Region 5 Great Lakes inspections have plummeted 60 percent under President Trump

EPA union leader Nicole Cantello decries staffing cuts at the agency at a July protest in Chicago with U.S. Reps. Jan Schakowsky and Danny Davis. (One Illinois/Ted Cox)

EPA union leader Nicole Cantello decries staffing cuts at the agency at a July protest in Chicago with U.S. Reps. Jan Schakowsky and Danny Davis. (One Illinois/Ted Cox)

By Ted Cox

The Better Government Association is out with a study that confirms President Trump’s Environmental Protection Agency has cut staff and the number of investigations in order to ease the way for big-business polluters.

The BGA published a new study Friday charging that, under President Trump, EPA probes have declined nationally, but especially in the Great Lakes area under the agency’s Region 5 based in Chicago and comprising Illinois, Minnesota, Wisconsin, Indiana, Michigan, and Ohio. According to the BGA: “Inspections under Trump out of the Chicago office have plummeted by more than 60 percent, while inspections throughout the rest of the nation dropped by 30 percent.”

BGA data show that EPA investigations have been on a steady decline since 2010, but that has accelerated under President Trump. EPA probes dropped from about 17,000 in 2010 to just under 12,000 in 2016, and now 8,000 thus far in 2019. During that time span, investigations out of the Region 5 office actually rose to more than 4,000 in 2012 and 2013, but dipped under 2,000 in 2017 under Trump and now stand at about half that this year.

The BGA also noted, “Since Trump took office, there are about 150 fewer scientists, technicians, and other employees in the Chicago-based EPA offices of Region 5.”

That confirmed figures released earlier this year by Felicia Chase, vice president of the American Federation of Government Employees Local 704, which represents 900 EPA employees across the Midwest. “The Chicago office is short 120 scientists and engineers,” she said at a Chicago protest in April. Calling the proposed cuts “devastating” and adding that agency staffing amounts to “a mere skeleton crew,” Chase said, “The EPA can no longer effectively protect the Great Lakes and other great water bodies, such as the Ohio River,” adding, “The health of the air that we breathe and the water that we rely on in our communities are at great risk.”

The BGA quoted AFGE Local 704 President Nicole Cantello as saying, “This administration has been relentlessly attacking the employees who protect human health and the environment since January 2017. Science and fact no longer rule here.”

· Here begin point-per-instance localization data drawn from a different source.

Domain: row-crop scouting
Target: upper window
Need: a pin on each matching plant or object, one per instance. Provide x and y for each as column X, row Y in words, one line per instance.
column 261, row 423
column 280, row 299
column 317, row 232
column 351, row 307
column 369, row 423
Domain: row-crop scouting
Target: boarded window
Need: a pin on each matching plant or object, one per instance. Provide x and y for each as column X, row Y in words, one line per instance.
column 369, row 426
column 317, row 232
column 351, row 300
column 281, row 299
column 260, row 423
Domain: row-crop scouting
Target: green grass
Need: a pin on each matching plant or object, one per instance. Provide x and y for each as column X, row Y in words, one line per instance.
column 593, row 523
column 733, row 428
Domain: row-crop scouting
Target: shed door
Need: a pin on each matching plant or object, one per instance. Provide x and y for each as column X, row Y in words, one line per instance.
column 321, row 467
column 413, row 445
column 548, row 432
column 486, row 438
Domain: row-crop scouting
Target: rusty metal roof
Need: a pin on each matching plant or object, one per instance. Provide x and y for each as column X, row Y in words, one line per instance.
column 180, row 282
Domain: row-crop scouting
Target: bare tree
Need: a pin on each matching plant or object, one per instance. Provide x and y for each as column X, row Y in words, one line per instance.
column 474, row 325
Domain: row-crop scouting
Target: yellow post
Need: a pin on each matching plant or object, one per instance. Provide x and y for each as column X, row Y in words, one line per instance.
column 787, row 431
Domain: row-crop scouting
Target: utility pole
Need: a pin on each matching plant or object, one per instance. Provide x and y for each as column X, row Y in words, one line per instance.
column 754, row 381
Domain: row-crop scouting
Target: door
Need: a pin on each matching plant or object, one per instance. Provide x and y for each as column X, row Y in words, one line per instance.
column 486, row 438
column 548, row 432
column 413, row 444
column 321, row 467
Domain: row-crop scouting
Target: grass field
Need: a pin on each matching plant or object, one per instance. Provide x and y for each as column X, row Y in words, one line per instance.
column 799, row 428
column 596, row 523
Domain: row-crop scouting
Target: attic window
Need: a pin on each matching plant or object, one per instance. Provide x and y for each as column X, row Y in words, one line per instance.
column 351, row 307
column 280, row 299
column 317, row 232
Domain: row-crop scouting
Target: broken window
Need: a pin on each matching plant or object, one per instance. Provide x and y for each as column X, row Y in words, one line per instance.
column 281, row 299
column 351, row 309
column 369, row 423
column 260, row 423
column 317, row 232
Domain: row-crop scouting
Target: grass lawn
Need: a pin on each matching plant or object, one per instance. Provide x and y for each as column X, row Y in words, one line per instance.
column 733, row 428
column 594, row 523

The BGA specifically zoomed in on the Veolia North America waste-incineration plant in Sauget near East St. Louis. According to the BGA, in the last days before President Obama left office, the EPA “ordered the stacks continuously monitored for arsenic, lead, mercury, and other harmful metals.” But, almost immediately after Trump’s inauguration, the plant manager and former Congressman Jerry Costello, a Belleville Democrat, lobbied now-disgraced former Trump EPA head Scott Pruitt for relief on the monitoring.

“Ultimately, the Trump EPA issued a ‘final revised’ permit in June this year that eliminated the previously mandated monitoring guidelines for the plant,” the BGA reported. “That ruling in Sauget is just one in a string of decisions by the Trump administration to reduce staff and relax or reverse regulation and policies throughout the Midwest.”

It added that Cathy Stepp, appointed by Trump to head Region 5, “declined numerous requests for interviews for this report. A spokeswoman for her office said the EPA has become more dependent on ‘state assists’ and a reinvigorated self-audit program.”

Stepp has previously tangled with U.S. Sens. Tammy Duckworth and Dick Durbin. Duckworth charged earlier this year that “EPA Regional Administrator Cathy Stepp and other political appointees are working to undermine” the agency’s work policing polluters. Durbin soon joined Duckworth in charging that Stepp was behind the EPA falling to adequately test and monitor firms using ethylene oxide in sterilization, specifically the since-shuttered Sterigenics company in Willowbrook.